Digital Arts and Graphics (DA&G) involves architects, artists, art historians, city planners, and information scientists. It will explore technical aspects of digital graphics, psychological aspects of vision and perception, the relationship of human senses and robotics, and creating art in a time of digital reproduction.
Information Science at Cornell is an interdisciplinary program of CIS that allows graduate and undergraduate students to study new theories, models, concepts, and design principles that incorporate an understanding of both social and technical information systems.

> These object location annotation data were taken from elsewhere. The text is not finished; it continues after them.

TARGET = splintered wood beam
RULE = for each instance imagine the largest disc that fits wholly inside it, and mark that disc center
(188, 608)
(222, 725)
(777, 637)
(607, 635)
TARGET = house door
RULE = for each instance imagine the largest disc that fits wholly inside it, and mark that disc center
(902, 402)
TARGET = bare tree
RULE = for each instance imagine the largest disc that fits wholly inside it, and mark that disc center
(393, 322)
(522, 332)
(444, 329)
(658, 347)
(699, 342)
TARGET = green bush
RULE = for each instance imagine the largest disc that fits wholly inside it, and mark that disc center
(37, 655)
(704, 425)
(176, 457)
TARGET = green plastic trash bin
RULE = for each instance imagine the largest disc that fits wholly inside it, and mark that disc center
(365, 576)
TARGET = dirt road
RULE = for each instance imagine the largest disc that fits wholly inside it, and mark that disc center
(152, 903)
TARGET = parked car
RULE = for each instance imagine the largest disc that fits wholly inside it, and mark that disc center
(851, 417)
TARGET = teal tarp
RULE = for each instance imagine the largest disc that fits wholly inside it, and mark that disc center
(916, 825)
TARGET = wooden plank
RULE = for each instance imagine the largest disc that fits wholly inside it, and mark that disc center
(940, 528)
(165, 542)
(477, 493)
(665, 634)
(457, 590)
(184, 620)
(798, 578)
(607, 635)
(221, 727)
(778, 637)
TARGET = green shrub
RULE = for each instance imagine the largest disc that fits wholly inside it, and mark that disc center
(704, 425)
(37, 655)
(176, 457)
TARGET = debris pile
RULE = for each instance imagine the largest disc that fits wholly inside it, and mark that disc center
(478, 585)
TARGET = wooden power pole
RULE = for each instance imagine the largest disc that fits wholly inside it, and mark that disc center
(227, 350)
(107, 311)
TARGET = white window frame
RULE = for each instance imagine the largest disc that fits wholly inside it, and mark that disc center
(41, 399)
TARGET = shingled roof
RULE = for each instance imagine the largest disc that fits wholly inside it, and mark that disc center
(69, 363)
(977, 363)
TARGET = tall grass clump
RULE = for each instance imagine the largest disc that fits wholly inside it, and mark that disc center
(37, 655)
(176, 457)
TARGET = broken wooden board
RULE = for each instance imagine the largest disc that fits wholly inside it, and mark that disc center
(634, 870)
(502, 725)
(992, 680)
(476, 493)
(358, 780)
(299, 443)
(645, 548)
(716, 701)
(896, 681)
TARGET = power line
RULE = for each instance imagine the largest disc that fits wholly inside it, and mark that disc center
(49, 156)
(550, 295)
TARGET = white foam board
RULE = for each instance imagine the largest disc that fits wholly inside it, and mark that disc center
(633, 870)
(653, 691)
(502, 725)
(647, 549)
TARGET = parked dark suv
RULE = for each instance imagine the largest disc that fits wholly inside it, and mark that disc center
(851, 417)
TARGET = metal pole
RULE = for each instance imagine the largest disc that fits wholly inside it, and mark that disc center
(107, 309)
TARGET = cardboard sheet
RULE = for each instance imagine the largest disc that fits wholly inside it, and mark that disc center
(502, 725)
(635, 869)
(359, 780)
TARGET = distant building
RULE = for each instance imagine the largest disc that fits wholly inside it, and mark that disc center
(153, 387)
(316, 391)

The field of information science combines aspects of computer science and human–computer interaction with an examination of the social, economic, political, cultural, and legal contexts in which information systems function. Information science has been available since 2002 as an official minor or concentration in all seven of the undergraduate schools or colleges at Cornell. An undergraduate major in information science is currently in the approval process in Arts and Sciences, Engineering, and CALS. We are excited by the enthusiasm with which information science has been received across campus thus far, and look forward to welcoming undergraduates into the information science program this coming year.

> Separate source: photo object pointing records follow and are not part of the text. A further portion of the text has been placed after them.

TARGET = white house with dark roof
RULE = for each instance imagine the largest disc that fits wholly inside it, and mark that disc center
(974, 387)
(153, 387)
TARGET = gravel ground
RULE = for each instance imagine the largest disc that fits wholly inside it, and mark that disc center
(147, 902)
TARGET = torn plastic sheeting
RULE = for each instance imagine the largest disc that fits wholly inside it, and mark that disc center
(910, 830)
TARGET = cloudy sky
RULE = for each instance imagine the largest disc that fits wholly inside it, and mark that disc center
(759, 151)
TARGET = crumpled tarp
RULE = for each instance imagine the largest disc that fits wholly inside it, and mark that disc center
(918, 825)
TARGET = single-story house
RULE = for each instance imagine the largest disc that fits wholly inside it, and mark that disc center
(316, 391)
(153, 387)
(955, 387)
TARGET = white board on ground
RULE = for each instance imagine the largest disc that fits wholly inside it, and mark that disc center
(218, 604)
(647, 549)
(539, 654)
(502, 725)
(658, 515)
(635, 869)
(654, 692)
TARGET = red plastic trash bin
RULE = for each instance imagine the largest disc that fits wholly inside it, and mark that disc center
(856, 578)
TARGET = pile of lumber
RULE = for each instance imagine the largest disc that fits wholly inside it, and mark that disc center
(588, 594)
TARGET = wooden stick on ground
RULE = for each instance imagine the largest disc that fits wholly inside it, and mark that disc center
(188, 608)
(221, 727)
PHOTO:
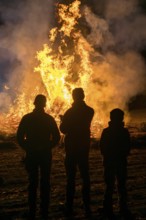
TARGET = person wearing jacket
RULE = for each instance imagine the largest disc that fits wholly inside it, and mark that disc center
(115, 147)
(37, 134)
(76, 127)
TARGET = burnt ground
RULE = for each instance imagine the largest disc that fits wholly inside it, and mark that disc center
(13, 184)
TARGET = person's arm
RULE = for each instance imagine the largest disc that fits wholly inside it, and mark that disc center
(55, 134)
(20, 135)
(128, 142)
(64, 126)
(102, 143)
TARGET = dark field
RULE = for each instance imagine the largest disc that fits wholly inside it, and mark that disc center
(13, 183)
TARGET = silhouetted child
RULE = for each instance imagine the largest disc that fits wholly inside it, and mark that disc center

Students in the programs obtain an understanding of the core topics of study emerging in this new and rapidly growing field: the design and analysis of computing applications, information infrastructures, and human-centered systems; the legal, economic, and ethical issues that surround the construction of information systems; and the ways in which information technology is transforming society. Specific topics emphasized in the information science program include electronic communication; knowledge networking; collaboration within and across groups, communities, organizations, and society; the Web and Web information systems; natural language processing; computational techniques in the collection, archiving, and analysis of social science data; information privacy; methods of collecting, preserving, and distributing information; information system design; cognition and learning; and human interface design and evaluation.